Птухин представил меня и Панаса. Советник обратился к нам:
- Вы знаете меня?
Панас промолчал, а я ответил:
- Да, знаю вас, вы...
Но советник не дал договорить, предупредительно подняв руки, и опять задал вопрос, адресованный мне жестом:
- Где, в какой должности служили до Испании, сколько имеете боевых вылетов?
- Командир звена авиационной бригады. На Мадридском фронте сделал примерно восемьдесят вылетов.
Советник посмотрел на Птухина, тот кивнул.
- Так вот. Сейчас я полечу на разведку района Аранда-де-Дуеро - Вальядолид - Сеговия, вы будете сопровождать мой самолет. Доложите, как думаете расположить ваши самолеты в полете.
Я ответил, что полечу справа немного выше, в пятидесяти метрах сзади. Мой ведомый займет место слева сзади.
Через десять минут самолет СБ, пилотируемый советником, взял курс на Аранда-де-Дуеро.
Мы с Панасом заняли свои места сопровождающих, еще на земле договорились с ним в случае появления истребителей противника не ввязываться в воздушный бой, а короткими атаками отсекать фашистских истребителей от самолета советника.
Ответственность, конечно, большая, но меня успокаивала мысль, что в этом районе вряд ли появится противник. Кроме того, у самолета СБ отличная скорость, и к тому же он по курсу все время набирал высоту.
И вот под нами гряда гор Сьерра-де-Гвадаррама. Высота две тысячи метров. Северные склоны гор - франкистская территория. Вдали показался пункт Аранда-де-Дуеро. На всякий случай я решил опробовать пулеметы и дал две короткие очереди (так мы делали всегда). Глядя на меня, Панас сделал то же самое.
С двух сторон по курсу самолета советника блеснули трассирующие нити.
И вдруг самолет СБ, заложив глубокий крен, стал разворачиваться на сто восемьдесят градусов. "Значит, у советника какая-то неисправность", - подумал я, а через несколько минут сомнений не было в том, что мы возвращаемся на свой аэродром.
Приземлившись, мы подрулили поближе к ангарам, там нас ожидал Птухин.
- Что случилось? - спросил он, глядя на СБ, из которого не спеша выбирался советник.
- Наверное, что-то с самолетом, - предположил я,- хотя, судя по самолету, все вроде нормально.
Штурман Прянишников остался у самолета, советник подошел к нам.
- Что-нибудь помешало полету? - поинтересовался Птухин. - В воздухе вы были не более двадцати минут.
Советник, как бы между прочим, будто вопрос не столь важен, спокойно ответил:
- На маршруте появились самолеты противника, не было смысла продолжать полет.

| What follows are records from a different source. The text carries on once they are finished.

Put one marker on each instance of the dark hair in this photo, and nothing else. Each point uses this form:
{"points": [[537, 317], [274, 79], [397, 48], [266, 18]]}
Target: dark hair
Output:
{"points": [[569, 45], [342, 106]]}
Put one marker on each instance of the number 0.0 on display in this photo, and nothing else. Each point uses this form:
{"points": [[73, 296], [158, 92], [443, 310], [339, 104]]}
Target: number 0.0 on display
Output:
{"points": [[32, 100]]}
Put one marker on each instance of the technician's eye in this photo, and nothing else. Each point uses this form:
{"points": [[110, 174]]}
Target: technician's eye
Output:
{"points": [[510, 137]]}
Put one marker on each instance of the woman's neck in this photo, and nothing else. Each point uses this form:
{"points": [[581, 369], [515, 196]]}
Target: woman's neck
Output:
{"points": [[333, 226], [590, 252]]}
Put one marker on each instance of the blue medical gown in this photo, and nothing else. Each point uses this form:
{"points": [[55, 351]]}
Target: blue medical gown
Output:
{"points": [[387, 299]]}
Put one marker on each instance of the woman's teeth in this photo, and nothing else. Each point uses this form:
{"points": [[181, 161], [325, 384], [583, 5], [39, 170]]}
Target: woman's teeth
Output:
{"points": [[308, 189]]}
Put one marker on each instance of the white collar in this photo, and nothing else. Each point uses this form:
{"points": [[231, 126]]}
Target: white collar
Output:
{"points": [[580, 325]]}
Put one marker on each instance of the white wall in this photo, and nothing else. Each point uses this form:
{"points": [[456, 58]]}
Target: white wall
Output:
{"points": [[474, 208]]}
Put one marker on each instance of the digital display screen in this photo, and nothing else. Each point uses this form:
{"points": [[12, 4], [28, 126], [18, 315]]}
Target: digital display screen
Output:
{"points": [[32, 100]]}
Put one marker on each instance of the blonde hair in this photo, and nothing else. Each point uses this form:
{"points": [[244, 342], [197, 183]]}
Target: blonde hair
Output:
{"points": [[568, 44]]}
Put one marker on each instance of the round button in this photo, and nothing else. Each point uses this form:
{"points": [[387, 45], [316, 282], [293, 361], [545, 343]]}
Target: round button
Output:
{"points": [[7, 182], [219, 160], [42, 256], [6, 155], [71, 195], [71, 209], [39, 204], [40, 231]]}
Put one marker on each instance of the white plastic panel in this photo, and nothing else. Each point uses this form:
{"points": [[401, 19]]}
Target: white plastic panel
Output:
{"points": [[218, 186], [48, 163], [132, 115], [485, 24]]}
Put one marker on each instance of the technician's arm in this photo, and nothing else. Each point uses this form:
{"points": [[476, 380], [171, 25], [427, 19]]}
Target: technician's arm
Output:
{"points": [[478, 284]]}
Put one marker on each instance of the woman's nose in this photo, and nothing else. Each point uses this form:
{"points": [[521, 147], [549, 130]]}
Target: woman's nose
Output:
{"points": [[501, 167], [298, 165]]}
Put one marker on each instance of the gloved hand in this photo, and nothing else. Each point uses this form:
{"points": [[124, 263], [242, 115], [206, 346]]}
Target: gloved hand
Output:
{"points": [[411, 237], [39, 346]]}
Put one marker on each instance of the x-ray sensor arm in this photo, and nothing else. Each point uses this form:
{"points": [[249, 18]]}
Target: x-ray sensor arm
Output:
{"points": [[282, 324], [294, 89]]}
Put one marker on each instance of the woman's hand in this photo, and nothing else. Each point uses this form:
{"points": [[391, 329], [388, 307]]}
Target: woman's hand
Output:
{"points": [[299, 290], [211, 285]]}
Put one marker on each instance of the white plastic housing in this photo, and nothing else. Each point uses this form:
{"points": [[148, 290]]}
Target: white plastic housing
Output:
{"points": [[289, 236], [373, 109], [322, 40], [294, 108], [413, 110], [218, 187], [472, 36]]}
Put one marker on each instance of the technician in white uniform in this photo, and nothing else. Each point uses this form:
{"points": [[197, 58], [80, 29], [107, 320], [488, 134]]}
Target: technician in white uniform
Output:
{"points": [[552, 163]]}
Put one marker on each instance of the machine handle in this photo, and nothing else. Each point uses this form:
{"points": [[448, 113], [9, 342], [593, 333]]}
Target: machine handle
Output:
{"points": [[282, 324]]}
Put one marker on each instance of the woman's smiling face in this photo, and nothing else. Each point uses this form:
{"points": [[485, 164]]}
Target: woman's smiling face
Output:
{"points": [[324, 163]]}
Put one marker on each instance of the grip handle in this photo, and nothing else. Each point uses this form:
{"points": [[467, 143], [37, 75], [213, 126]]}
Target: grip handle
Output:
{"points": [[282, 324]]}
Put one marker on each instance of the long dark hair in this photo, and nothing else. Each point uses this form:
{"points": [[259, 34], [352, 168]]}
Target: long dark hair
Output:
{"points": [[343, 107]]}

Птухин вопросительно посмотрел на меня и на Панаса, я удивленно пожал плечами. Заметив мой неопределенный жест и молчание Панаса, советник остановил на мне взгляд:
- Разве вы не видели противника?
- Нет, товарищ командующий, - назвал советника по привычке, как к нему обращались на Родине.

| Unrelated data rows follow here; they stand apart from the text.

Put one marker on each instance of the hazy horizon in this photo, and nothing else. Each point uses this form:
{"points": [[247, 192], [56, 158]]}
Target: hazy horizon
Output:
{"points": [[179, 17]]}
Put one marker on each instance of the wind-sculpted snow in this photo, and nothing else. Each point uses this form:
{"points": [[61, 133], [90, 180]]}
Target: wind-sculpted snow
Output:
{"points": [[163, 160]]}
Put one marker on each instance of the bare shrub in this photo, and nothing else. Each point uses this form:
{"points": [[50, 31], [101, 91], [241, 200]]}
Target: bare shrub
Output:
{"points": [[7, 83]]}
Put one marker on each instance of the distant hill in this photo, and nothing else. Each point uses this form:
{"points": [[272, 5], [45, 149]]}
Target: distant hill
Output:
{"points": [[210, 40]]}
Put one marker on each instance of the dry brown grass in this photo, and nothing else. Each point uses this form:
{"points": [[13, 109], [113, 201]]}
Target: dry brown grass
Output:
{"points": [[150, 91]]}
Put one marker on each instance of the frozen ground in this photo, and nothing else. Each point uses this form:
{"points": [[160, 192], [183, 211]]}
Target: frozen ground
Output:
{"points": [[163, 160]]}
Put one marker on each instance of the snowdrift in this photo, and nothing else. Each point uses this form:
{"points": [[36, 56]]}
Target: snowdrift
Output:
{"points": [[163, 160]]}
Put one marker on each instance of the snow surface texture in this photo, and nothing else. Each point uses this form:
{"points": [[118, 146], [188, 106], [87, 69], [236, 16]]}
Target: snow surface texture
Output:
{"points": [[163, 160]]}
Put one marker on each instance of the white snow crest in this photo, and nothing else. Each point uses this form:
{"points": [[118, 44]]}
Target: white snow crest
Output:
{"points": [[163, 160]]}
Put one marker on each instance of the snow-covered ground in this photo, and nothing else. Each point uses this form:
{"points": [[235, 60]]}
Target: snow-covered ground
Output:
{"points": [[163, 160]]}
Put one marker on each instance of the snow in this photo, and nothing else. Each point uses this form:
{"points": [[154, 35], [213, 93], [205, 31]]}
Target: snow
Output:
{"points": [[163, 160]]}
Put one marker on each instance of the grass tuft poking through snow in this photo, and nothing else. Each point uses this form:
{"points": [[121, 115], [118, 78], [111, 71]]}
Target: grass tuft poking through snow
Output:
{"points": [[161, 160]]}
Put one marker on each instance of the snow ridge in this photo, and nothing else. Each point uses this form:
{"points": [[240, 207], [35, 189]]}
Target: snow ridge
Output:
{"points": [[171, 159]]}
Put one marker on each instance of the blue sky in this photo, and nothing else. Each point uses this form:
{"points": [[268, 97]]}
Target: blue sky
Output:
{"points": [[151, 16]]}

- А пулеметные трассы вы тоже не видели? Они прошли перед носом моего самолета.
Теперь все стало ясно: наши пробные пулеметные очереди были приняты за огонь противника. Значит, советник пока еще не знал, что все летчики делают так в полете, держа курс на территорию, занятую франкистскими войсками.
Но как доказать? На его месте, возможно, и другой воспринял бы этот случай как атаку противника. И произошло самое неожиданное. На мои объяснения советник отреагировал просто:
- Евгений Саввич! Отправьте его обратно в Союз, пусть там поучится, - и, не сказав больше ни слова, он пошел в помещение штаба.

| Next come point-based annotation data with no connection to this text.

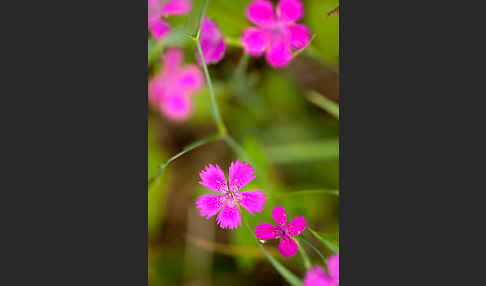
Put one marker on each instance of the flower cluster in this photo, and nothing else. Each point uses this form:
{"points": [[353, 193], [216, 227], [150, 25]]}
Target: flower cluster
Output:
{"points": [[276, 33], [229, 198], [317, 277], [158, 9], [287, 246], [213, 178], [227, 201], [171, 90]]}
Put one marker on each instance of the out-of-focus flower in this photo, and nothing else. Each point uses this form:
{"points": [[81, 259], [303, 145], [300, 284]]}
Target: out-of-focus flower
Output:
{"points": [[212, 42], [317, 277], [287, 246], [277, 32], [171, 90], [213, 178], [164, 8]]}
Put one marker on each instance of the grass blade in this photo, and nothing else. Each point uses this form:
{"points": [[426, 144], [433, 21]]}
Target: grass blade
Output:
{"points": [[186, 149], [324, 103], [289, 276], [315, 249], [309, 192], [305, 257], [325, 241]]}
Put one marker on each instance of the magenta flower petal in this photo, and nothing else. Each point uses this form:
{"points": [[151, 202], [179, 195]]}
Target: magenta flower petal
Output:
{"points": [[213, 178], [158, 28], [212, 42], [266, 231], [190, 79], [176, 7], [172, 59], [290, 10], [252, 201], [287, 246], [229, 217], [280, 217], [153, 9], [176, 106], [317, 277], [260, 12], [209, 204], [240, 174], [299, 36], [296, 226], [155, 90], [333, 267], [278, 54], [255, 41]]}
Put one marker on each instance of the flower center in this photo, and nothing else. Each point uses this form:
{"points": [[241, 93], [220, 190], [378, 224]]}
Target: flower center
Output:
{"points": [[230, 198]]}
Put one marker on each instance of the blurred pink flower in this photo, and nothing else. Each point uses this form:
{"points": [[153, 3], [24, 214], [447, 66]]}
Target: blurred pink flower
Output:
{"points": [[287, 246], [317, 277], [213, 178], [212, 42], [164, 8], [170, 91], [276, 33]]}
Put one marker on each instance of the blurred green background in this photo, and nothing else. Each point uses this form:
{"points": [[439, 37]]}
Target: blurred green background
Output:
{"points": [[293, 144]]}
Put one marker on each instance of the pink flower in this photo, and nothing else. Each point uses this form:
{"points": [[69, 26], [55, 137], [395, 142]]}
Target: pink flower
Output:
{"points": [[317, 277], [287, 245], [213, 178], [212, 42], [170, 91], [163, 8], [276, 33]]}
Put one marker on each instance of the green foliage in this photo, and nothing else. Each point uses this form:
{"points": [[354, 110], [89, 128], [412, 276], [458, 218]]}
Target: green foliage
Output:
{"points": [[264, 116]]}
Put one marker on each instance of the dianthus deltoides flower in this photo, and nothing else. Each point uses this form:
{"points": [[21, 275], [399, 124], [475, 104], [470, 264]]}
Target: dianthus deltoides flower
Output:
{"points": [[171, 90], [164, 8], [213, 45], [317, 277], [213, 178], [287, 246], [276, 33]]}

Надо было возвращаться на свой аэродром, там нас ждали, но я стоял, словно врос в землю, а в ушах все звучали слова советника. "Как отнестись к этим словам? - сверлила мысль. - Может быть, пойти убедить его в случайности происшедшего? Но нет, он не отступит от своего решения, уж это я знаю..."
Заметив мое состояние, Евгений Саввич ободряюще подтолкнул:
- Чего нос повесил? Лети домой и выкинь все из головы - утрясется!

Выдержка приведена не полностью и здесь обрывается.